Performance Related Pay

On performance related pay I am a believer in principle but a sceptic in practice. After reading Policy Exchange’s report published yesterday, “Reversing the Widget Effect“, I remain so. However I am coming to believe that PRP can be rescued, and that a more flexible and transparent system could help teachers to improve by improving the quality of professional development in schools.

This is a heated topic of conversation, and far too closely tied to mistrust of the political establishment and insinuations about privatising education. This much is evidenced by the disparity between two recent polls on PRP: when YouGov asked on behalf of Policy Exchange 89% of teachers were in favour of PRP in principle; when YouGov asked on behalf of the NUT in a survey about the government’s reforms, 81% were against PRP. Context here is king, and separating PRP from opinions about Michael Gove’s personal integrity is essential if we’re to have any semblance of rational debate.

PRP in Principle

The foreword to Matthew Robb’s report is written by George Parker, a former US union leader turned advocate of PRP. Branded a traitor by teaching unions in the States, Parker recounts a lightbulb moment he had after delivering a speech at a “high poverty primary school”. He writes that:

“Afterwards, a little girl came up to me and hugged me, and said that no-one had ever said that before. No-one had ever been fighting for them to get a better education. And in the car on the way back, I realised: you lied. You lied to that little girl. Because I didn’t really care about her, and getting good teachers in front of her. In fact, I’d just spent $10,000 to overturn a firing and keep a bad teacher in that school – a bad teacher I would not want anywhere near my own granddaughter…”

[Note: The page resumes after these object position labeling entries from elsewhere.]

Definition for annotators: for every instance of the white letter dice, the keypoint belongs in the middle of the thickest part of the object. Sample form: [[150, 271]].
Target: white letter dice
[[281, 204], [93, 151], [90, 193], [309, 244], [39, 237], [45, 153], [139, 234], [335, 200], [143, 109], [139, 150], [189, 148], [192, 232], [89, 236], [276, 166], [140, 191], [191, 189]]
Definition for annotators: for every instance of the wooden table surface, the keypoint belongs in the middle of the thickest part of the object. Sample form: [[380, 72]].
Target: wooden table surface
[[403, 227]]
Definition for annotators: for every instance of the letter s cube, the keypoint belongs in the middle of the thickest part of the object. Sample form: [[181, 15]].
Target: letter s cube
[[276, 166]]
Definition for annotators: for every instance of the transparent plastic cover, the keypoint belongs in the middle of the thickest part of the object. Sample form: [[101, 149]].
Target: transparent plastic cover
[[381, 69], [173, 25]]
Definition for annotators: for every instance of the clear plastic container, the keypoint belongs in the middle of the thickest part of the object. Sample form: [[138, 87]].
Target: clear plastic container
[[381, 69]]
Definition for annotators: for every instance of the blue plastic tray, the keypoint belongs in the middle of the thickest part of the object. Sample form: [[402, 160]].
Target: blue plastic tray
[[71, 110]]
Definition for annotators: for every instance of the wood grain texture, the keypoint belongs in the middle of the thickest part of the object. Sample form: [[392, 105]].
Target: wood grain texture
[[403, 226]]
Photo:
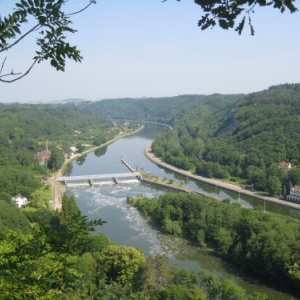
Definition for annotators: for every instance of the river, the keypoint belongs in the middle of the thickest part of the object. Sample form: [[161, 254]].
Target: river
[[126, 227]]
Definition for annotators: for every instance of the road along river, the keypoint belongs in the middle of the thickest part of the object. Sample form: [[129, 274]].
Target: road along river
[[125, 226]]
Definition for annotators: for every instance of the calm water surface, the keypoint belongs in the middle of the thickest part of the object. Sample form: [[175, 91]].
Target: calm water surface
[[126, 227]]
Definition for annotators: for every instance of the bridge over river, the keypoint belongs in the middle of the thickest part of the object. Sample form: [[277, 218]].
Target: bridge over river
[[98, 178]]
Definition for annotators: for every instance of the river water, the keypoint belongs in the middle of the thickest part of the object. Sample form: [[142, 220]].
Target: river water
[[126, 227]]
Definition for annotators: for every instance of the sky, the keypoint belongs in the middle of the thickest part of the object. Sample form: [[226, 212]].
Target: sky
[[146, 48]]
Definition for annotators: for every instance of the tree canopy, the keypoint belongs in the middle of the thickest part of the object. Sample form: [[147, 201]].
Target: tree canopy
[[49, 20], [225, 13]]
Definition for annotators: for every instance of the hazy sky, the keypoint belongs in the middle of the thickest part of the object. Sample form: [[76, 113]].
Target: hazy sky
[[146, 48]]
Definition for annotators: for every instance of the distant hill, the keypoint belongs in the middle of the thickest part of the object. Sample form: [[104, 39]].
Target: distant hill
[[250, 140], [163, 110]]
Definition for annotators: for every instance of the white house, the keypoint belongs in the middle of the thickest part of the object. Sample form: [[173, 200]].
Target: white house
[[19, 200]]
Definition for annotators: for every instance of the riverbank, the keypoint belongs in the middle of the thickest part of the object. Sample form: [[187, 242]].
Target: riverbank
[[58, 188], [150, 155]]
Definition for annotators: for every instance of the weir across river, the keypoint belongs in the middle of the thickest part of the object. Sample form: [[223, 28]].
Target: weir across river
[[98, 178]]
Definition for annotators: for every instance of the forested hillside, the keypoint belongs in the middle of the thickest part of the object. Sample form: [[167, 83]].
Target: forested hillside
[[24, 131], [251, 239], [162, 110], [248, 142]]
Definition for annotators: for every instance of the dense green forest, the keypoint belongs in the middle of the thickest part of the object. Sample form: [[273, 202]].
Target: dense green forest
[[48, 254], [248, 142], [166, 110], [263, 243], [240, 138], [58, 257], [24, 131]]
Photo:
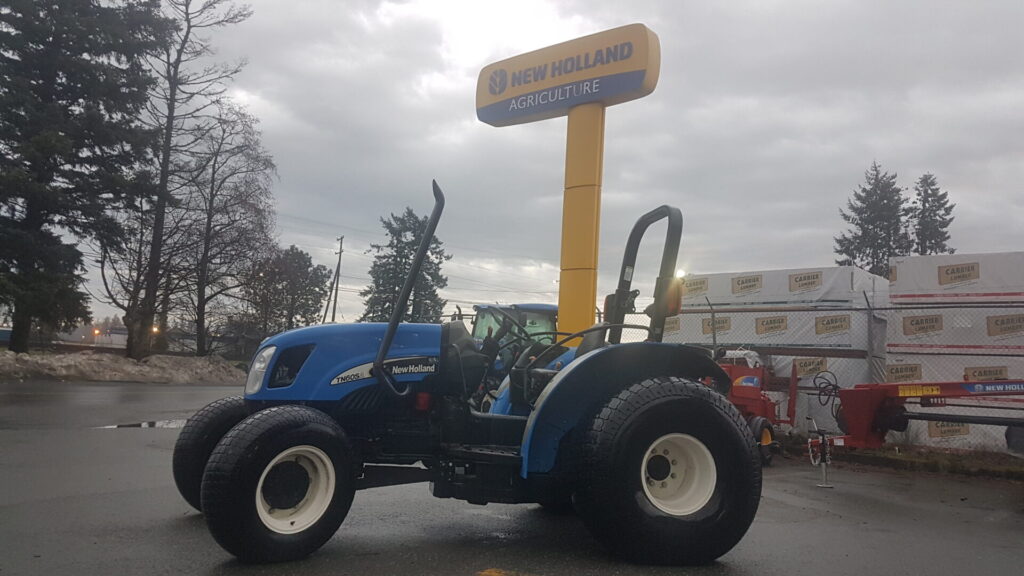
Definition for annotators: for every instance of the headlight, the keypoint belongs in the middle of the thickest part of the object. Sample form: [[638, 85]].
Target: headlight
[[258, 369]]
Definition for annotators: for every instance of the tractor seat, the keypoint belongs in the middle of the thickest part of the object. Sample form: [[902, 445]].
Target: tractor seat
[[462, 365], [592, 340]]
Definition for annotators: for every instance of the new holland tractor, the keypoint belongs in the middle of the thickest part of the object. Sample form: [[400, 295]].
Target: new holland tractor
[[660, 467]]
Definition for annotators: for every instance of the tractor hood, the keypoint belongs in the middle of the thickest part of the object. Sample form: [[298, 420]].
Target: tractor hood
[[328, 362]]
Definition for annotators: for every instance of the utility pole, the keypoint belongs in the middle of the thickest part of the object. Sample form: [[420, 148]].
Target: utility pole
[[333, 296], [337, 277]]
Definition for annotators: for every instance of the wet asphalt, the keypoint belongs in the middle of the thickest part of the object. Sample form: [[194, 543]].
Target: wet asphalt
[[76, 498]]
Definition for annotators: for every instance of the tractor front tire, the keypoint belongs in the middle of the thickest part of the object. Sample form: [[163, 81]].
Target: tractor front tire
[[764, 437], [279, 485], [670, 476], [197, 441]]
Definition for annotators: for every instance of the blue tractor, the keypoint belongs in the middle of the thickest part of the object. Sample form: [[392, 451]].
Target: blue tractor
[[660, 467], [502, 332]]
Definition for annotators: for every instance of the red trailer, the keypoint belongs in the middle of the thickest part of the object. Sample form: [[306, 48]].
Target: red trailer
[[751, 376], [870, 411]]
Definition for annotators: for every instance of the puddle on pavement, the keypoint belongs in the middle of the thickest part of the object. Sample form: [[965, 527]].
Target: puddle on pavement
[[151, 424]]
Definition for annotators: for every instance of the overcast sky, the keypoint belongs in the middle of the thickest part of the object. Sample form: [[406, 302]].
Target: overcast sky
[[763, 122]]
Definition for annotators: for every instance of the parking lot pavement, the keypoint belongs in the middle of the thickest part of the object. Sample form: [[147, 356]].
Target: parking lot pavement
[[77, 499]]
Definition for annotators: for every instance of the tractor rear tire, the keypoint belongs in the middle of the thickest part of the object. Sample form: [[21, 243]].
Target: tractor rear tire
[[279, 485], [764, 437], [197, 441], [670, 476]]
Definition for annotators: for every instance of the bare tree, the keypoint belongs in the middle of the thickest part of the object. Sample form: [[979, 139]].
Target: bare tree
[[179, 108], [232, 216]]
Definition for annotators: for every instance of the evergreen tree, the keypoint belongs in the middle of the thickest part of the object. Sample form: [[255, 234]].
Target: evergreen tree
[[285, 291], [932, 214], [72, 87], [391, 266], [879, 220]]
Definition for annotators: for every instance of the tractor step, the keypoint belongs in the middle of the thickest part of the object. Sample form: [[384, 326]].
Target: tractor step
[[485, 453]]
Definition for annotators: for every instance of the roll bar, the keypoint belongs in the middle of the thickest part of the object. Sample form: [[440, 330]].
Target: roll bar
[[616, 314]]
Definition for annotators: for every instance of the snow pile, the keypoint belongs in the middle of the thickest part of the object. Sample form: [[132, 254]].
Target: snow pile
[[109, 367]]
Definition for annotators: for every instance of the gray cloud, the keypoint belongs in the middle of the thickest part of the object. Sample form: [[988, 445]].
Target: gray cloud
[[764, 120]]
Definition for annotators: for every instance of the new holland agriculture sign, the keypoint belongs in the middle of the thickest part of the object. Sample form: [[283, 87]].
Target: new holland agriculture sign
[[610, 67]]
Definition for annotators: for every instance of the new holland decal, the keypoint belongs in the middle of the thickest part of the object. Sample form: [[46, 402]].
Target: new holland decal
[[397, 367]]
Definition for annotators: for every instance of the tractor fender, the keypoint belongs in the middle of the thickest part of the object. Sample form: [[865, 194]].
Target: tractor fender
[[591, 379]]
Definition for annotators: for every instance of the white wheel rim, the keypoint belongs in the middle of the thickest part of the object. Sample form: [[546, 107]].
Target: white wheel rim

The PX Report devotes a lot of time to addressing this ‘in principle’ case, that it is almost morally wrong to reward poor or mediocre performance in the same way as good and excellent performance. I do strongly agree with their argument here. We should be doing everything possible to ensure that all children receive the best education, and as the biggest determinant of that is the teacher they have, we should be putting all of our effort into improving teaching. If tying together pay and accountability make even a marginal difference to student outcomes, then in principle we should be accepting PRP.

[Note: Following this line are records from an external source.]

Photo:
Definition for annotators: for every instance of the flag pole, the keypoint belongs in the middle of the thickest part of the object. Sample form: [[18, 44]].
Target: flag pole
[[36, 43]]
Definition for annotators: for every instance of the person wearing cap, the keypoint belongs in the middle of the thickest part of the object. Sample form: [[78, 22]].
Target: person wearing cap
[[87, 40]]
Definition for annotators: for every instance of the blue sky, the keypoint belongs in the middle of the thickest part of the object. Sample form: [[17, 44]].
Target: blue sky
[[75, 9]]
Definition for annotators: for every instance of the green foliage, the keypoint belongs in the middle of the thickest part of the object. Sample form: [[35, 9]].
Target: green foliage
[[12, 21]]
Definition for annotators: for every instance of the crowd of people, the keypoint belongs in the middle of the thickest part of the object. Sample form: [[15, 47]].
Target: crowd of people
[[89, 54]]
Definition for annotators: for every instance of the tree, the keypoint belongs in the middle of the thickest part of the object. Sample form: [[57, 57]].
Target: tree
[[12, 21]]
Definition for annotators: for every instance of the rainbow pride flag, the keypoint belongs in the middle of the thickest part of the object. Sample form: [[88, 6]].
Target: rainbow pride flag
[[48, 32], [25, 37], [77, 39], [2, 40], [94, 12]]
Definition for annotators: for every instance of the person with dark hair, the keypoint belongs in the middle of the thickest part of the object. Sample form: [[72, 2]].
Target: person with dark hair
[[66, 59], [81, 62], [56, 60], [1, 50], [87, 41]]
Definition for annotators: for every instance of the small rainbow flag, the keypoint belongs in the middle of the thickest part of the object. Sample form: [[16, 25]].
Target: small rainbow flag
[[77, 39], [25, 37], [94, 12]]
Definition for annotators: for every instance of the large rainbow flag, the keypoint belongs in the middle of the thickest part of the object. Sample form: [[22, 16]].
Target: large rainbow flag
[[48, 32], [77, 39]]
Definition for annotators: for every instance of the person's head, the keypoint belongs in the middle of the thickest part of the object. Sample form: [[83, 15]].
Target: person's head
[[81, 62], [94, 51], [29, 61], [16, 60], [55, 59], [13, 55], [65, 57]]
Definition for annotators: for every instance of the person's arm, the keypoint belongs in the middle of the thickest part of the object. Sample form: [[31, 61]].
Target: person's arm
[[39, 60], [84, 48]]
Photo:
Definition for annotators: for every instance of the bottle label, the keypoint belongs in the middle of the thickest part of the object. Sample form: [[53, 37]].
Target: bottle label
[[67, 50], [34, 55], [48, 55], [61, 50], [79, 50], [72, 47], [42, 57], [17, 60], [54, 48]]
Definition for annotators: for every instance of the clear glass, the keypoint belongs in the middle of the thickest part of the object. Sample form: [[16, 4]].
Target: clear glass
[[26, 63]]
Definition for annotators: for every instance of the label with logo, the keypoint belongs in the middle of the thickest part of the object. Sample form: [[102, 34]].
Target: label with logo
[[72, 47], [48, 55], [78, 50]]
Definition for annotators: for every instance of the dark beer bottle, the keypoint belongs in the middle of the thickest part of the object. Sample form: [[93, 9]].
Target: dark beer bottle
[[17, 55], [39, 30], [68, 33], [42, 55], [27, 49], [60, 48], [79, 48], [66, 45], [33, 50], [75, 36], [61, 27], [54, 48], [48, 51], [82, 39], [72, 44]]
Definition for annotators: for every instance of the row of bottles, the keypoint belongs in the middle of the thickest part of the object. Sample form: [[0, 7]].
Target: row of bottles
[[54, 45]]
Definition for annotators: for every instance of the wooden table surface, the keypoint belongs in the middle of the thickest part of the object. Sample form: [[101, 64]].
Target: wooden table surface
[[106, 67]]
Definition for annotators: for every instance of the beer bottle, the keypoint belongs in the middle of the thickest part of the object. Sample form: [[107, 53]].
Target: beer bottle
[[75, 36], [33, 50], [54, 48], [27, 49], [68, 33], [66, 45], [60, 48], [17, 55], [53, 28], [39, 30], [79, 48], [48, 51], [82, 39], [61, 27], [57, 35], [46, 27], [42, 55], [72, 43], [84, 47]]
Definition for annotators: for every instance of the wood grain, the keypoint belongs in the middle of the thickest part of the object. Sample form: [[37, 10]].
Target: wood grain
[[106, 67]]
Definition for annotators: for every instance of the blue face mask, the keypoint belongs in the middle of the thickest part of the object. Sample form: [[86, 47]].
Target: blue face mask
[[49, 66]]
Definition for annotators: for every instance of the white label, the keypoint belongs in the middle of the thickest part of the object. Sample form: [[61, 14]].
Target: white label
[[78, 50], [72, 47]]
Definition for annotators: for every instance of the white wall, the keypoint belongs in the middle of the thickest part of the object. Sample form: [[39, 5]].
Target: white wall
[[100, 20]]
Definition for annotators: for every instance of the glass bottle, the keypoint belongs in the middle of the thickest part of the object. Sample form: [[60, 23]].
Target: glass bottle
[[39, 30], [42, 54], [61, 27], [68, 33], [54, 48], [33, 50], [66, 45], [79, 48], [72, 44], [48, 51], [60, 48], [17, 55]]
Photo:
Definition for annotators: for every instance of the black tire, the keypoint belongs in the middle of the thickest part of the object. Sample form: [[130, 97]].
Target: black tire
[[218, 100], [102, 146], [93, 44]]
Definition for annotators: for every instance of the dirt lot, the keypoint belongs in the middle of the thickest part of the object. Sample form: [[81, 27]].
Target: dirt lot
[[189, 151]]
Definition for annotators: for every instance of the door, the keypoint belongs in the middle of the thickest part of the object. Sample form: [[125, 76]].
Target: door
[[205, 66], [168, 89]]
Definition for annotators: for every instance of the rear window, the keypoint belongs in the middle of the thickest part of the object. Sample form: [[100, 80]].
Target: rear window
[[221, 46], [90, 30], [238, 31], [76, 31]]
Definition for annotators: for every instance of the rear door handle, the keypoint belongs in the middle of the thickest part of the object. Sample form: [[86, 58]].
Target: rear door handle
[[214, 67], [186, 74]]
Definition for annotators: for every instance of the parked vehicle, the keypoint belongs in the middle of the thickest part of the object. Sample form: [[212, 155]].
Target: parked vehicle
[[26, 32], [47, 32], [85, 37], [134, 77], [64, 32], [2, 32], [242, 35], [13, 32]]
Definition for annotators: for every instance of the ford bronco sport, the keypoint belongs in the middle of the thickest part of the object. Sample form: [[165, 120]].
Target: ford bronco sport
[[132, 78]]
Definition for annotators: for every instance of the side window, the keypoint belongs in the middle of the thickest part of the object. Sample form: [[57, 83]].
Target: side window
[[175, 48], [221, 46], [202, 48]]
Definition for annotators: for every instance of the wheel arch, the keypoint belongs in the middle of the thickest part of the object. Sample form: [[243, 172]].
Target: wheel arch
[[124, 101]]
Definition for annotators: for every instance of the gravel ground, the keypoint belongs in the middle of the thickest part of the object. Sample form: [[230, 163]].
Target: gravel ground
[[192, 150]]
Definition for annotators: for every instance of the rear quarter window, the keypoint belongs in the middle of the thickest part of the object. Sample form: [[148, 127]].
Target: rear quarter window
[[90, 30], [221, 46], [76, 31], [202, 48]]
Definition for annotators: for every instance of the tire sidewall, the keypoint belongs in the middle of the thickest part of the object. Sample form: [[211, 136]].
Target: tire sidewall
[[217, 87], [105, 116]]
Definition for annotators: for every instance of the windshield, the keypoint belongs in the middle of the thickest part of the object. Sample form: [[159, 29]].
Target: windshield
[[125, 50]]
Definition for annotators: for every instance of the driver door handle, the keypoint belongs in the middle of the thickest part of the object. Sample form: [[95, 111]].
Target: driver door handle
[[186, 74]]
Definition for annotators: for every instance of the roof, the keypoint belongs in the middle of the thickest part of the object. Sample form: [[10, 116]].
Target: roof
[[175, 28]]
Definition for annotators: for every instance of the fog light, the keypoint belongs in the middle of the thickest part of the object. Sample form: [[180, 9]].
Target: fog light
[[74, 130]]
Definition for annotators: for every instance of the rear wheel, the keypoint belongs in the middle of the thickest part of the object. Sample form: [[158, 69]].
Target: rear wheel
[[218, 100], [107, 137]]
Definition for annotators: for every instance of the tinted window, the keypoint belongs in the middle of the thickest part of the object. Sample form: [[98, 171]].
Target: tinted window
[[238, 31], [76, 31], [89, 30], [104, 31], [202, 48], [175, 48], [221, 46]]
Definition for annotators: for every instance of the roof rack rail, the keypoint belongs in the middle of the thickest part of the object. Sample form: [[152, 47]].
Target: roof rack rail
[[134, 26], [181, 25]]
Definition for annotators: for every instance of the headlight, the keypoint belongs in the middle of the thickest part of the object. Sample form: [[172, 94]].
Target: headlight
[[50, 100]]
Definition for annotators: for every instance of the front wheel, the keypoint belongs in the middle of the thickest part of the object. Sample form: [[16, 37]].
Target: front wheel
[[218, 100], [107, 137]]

The Status Quo is Inadequate

The first step in Robb’s argument is that the apparently performance related status quo has ceased to reward performance. He references a report finding no relationship between the Ofsted quality of teaching grade a school is given and the average teaching salary in that school, and shows us the distribution of pay bands within schools of different Ofsted ratings. This evidence is damning. A pay system that has no relationship with performance is wasting taxpayers’ money.

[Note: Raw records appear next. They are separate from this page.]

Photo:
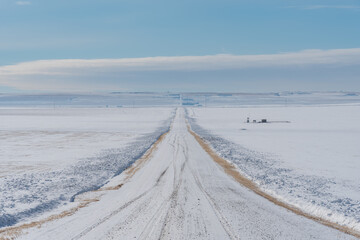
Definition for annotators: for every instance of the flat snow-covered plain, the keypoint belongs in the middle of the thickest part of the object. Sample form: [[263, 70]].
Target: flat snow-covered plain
[[47, 156], [312, 161]]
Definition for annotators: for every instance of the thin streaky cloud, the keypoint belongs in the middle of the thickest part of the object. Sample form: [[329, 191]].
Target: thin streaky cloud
[[317, 7], [103, 73], [23, 3]]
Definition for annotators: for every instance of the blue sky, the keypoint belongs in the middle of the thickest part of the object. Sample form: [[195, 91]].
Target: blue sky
[[116, 29]]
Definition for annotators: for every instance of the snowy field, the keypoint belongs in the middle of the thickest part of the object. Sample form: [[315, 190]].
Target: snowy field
[[47, 156], [312, 161], [56, 149]]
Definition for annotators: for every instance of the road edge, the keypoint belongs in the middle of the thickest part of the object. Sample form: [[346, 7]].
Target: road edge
[[231, 170]]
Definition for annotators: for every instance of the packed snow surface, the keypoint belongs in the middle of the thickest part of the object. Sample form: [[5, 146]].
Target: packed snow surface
[[308, 156], [181, 193], [48, 156]]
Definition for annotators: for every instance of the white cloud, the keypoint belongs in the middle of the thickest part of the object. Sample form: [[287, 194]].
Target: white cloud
[[63, 74], [315, 7], [22, 3]]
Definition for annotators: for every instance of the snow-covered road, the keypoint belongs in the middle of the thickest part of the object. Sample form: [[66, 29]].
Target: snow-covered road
[[179, 192]]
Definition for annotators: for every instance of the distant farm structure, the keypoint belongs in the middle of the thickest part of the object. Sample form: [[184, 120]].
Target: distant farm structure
[[264, 120]]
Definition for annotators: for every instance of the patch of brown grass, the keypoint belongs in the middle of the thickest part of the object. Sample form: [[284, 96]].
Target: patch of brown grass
[[232, 171], [10, 233]]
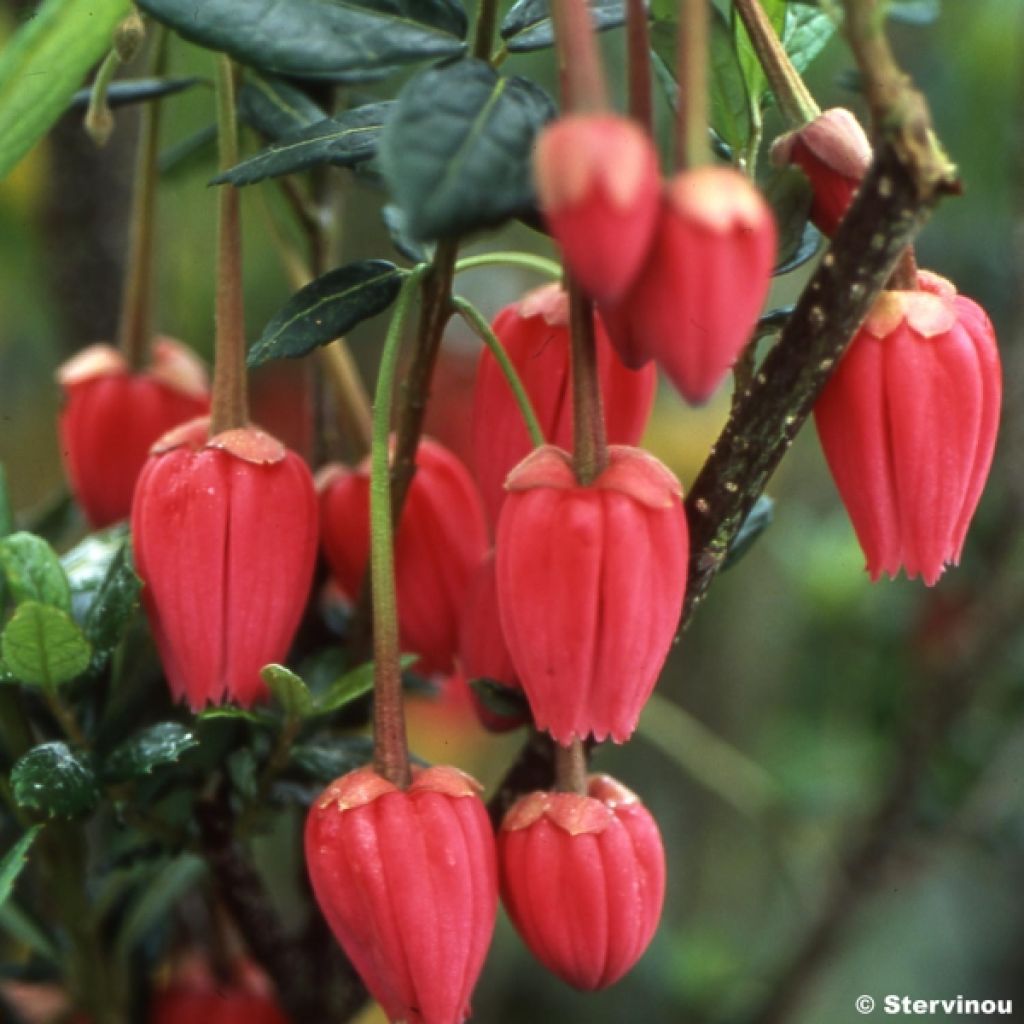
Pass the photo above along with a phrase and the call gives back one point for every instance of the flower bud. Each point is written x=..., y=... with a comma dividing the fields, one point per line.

Nor can it be argued that experience or tenure is a good proxy for performance. Do First Impressions Matter?, a recent paper by Atteberry, Loeb and Wyckoff, shows that of teachers whose first year performance is in the lowest quintile, 62% remain in the bottom two quintiles five years later. More worryingly they show that although the gap between the top and bottom quintiles closes, this is not just because the bottom quintile get better but because the top quintile actually get worse, with those in between largely stagnating.

With no evidence to suggest that the current system either is or should be working as we desire, in principle we should be looking for a new one.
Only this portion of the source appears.